How cytokines alter behavior and why pre-existing neurological conditions increase the risk of delirium are incompletely understood. Kealy, Murray, et al. hypothesized that deficient glucose metabolism plays a role. To test this, they examined the relationship between blood glucose levels and sickness behaviors induced in mice by peripheral injection of the inflammatory agent lipopolysaccharide (LPS). As expected, LPS reduced spontaneous locomotion and increased plasma levels of the cytokine interleukin-1β. It also reduced blood and CSF glucose levels. Notably, activity levels were correlated with blood glucose levels in LPS-injected mice, but not in control mice. Moreover, glucose administration increased locomotion in LPS-treated mice without affecting interleukin-1β levels, and interfering with interleukin-1β signaling had no effect on LPS-induced decreases in blood glucose levels or spontaneous locomotion.

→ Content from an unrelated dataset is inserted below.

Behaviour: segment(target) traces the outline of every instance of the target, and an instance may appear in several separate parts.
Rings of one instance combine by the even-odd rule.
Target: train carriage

Like delirium, working memory is impaired after LPS injection only in mice with pre-existing conditions, such as prion-induced neurodegeneration. Kealy, Murray, et al. showed that insulin, which lowers blood glucose levels, also caused working-memory deficits selectively in mice with prion-induced neurodegeneration, and that glucose administration reduced LPS-induced working-memory deficits in such mice. Finally, markers of impaired glucose metabolism were higher in CSF of elderly patients who experienced delirium after hip fracture surgery than in patients who did not experience delirium.

These results suggest that systemic inflammation reduces blood glucose levels and that this hypoglycemia, rather than interleukin-1β, underlies reductions in activity. Impaired glucose metabolism associated with age or neurodegenerative disease may exacerbate the effects of infection-associated hypoglycemia, and thus increase the risk of delirium.